Cette haine contre l’animal a encore progressé selon des modalités inédites au XXe siècle. Un puissant désir de concevoir des machines qui miment l’animal s’est superposé à la conception cartésienne de l’animal comme machine. Après tout, si des artefacts reproduisent parfaitement la dynamique de l’animal, pourquoi vouloir trouver dans ce dernier quoi que ce soit qui puisse l’en différencier ? La robotique corrobore l’animal machine des cartésiens. Les robots animalisés de la cybernétique, les artefacts auto-reproducteurs de la Vie Artificielle et les animaux cyborgs (par exemple ceux qui sont manipulés par l’intermédiaire d’une puce électronique greffée leur organisme) reprennent ce thème fondamental du mythe de Prométhée qui lie l’humain, l’animalité et la technologie en un maillage indissociable qui est plus que jamais d’une actualité brûlante dans toute l’histoire occidentale – et dont c’est à mon sens l’un des thèmes structurants majeurs.

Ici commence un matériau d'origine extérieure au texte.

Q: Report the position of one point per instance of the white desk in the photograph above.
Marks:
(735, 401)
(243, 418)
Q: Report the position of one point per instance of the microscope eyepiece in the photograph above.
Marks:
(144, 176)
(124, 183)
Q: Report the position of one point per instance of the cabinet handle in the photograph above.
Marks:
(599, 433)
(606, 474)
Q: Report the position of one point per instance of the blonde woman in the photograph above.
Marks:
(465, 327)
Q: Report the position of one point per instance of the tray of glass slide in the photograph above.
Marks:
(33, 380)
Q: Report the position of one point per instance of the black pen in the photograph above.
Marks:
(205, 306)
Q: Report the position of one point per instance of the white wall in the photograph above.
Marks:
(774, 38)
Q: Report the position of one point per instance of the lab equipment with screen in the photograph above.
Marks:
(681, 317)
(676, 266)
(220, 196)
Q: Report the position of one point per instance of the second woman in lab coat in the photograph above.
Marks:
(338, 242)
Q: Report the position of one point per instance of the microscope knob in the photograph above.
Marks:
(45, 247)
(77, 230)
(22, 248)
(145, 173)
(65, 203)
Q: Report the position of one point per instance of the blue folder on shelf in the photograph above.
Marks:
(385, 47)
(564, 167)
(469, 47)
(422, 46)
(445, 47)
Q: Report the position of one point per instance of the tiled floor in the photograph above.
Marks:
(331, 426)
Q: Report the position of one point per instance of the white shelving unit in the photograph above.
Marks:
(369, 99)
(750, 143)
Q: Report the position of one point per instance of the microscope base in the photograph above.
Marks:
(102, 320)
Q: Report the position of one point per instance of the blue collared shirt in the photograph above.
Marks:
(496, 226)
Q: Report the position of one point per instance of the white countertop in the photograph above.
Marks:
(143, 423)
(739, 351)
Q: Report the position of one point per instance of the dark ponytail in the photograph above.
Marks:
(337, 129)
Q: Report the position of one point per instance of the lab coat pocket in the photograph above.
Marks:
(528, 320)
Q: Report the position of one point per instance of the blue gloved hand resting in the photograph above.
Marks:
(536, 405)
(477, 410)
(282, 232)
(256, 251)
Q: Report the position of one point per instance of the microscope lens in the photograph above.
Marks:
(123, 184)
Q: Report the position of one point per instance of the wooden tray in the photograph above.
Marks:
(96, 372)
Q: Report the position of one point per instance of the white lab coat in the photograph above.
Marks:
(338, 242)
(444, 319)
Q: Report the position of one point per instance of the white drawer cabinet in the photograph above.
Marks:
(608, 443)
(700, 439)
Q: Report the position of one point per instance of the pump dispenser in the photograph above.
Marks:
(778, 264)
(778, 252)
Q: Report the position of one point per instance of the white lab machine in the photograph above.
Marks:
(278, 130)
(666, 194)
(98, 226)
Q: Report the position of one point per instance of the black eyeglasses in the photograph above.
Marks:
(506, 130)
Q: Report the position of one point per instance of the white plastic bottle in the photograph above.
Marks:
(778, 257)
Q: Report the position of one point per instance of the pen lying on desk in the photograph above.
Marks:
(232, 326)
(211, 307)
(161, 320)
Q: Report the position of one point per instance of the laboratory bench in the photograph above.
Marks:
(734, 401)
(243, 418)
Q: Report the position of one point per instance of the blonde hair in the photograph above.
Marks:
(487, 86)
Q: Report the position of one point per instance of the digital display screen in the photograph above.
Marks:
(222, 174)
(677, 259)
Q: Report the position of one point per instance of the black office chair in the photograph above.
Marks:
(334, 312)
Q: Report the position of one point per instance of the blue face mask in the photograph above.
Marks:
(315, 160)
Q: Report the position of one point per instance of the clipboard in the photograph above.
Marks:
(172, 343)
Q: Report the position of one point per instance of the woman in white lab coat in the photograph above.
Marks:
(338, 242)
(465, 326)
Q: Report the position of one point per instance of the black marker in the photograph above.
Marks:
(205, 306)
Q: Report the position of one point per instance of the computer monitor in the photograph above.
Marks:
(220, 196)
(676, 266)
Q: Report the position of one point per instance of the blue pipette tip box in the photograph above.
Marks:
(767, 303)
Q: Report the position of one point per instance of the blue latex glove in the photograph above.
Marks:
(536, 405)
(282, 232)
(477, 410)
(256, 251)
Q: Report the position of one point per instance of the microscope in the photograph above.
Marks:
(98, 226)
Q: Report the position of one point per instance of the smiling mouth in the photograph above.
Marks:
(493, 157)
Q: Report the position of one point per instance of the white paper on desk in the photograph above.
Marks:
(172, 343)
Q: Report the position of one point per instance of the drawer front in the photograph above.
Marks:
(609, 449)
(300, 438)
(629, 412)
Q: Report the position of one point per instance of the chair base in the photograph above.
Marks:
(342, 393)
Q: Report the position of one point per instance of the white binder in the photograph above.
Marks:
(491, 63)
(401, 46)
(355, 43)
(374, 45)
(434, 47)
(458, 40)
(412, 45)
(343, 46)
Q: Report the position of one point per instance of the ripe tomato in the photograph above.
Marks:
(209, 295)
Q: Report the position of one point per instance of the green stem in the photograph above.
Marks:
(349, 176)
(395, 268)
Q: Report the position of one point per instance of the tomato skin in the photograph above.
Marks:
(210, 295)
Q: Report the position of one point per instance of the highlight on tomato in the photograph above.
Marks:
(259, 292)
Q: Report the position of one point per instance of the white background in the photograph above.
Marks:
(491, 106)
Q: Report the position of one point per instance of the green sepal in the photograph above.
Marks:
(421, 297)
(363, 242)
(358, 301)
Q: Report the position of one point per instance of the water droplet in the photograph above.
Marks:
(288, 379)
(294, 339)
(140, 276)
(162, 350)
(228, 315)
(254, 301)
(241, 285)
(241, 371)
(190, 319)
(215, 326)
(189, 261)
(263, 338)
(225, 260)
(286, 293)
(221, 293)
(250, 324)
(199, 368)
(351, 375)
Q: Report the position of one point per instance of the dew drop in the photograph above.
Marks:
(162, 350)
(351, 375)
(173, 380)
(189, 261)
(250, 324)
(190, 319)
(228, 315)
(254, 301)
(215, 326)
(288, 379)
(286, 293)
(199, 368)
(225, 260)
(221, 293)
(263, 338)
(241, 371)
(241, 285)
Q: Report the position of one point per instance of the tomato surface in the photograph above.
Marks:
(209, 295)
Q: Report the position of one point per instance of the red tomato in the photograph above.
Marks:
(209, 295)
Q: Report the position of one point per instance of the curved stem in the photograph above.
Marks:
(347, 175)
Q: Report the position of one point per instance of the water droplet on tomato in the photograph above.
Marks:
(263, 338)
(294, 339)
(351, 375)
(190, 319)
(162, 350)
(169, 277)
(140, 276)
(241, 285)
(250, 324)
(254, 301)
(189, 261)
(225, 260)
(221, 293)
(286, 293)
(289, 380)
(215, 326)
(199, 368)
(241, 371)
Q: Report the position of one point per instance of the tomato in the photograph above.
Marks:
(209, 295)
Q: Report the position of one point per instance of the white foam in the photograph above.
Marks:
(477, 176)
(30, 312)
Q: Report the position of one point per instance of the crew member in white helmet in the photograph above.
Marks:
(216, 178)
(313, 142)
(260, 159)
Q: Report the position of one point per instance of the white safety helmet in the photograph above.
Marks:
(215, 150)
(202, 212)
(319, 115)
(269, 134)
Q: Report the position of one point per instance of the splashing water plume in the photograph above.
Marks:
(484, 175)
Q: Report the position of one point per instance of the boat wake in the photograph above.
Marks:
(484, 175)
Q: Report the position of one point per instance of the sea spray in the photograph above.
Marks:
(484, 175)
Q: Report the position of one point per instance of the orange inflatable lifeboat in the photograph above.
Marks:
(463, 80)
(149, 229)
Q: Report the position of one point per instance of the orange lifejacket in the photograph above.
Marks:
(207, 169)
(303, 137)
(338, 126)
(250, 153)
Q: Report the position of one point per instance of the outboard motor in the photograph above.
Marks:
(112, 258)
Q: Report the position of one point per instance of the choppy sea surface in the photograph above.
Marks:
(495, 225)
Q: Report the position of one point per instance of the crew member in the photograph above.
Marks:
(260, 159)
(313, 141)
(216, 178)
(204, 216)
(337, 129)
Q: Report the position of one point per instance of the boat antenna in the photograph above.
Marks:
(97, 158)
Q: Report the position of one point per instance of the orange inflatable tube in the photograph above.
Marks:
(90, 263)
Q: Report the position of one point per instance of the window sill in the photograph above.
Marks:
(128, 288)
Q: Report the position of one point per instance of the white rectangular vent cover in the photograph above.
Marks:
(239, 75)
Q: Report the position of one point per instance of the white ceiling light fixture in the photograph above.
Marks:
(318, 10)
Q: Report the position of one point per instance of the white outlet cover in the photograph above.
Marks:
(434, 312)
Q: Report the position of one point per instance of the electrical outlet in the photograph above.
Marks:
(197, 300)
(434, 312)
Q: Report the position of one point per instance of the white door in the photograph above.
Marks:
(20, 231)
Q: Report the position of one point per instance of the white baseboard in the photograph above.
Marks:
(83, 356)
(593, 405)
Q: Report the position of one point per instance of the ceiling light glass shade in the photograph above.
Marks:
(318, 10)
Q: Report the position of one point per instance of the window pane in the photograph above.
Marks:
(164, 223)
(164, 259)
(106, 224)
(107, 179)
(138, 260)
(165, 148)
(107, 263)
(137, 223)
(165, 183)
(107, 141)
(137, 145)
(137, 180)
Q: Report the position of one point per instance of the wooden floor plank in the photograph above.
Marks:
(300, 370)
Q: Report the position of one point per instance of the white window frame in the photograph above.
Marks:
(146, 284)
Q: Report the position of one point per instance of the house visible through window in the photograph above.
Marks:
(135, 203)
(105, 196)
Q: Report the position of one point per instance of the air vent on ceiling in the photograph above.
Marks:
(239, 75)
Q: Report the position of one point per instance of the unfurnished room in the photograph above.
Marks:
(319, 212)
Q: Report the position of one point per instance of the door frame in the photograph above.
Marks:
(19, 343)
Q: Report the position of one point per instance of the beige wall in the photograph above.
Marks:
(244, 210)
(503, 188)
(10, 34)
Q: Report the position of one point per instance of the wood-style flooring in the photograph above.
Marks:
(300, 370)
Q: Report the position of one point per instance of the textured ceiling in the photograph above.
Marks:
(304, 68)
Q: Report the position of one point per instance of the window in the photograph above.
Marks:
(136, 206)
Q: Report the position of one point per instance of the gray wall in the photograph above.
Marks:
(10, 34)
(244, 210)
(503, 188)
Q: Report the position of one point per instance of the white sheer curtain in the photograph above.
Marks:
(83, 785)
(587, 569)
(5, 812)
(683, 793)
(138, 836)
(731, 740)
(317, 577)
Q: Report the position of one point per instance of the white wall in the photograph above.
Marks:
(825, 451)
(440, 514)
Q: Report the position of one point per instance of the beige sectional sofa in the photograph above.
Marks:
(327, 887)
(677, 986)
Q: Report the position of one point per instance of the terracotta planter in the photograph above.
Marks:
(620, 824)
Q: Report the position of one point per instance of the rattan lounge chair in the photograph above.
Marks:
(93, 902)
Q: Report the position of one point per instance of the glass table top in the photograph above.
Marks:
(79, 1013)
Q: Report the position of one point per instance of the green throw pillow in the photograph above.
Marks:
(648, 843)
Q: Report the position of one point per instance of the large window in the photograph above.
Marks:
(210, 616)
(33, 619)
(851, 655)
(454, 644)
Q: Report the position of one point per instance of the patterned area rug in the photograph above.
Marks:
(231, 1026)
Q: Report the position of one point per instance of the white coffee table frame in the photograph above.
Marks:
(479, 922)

La pensée contemporaine du post humain fait finalement aboutir cette haine de l’animal héritée des Grecs et des premiers Chrétiens à sa conclusion logique. On n’a guère remarqué jusqu’à présent qu’une caractéristique de toutes les utopies post humaines est d’être totalement dépourvues d’animalité – ou presque. Il n’y a plus de place pour l’animalité dans nos cultures. Les théoriciens du post humain ont définitivement fait le choix de converger avec les artefacts plutôt qu’avec les autres êtres vivants.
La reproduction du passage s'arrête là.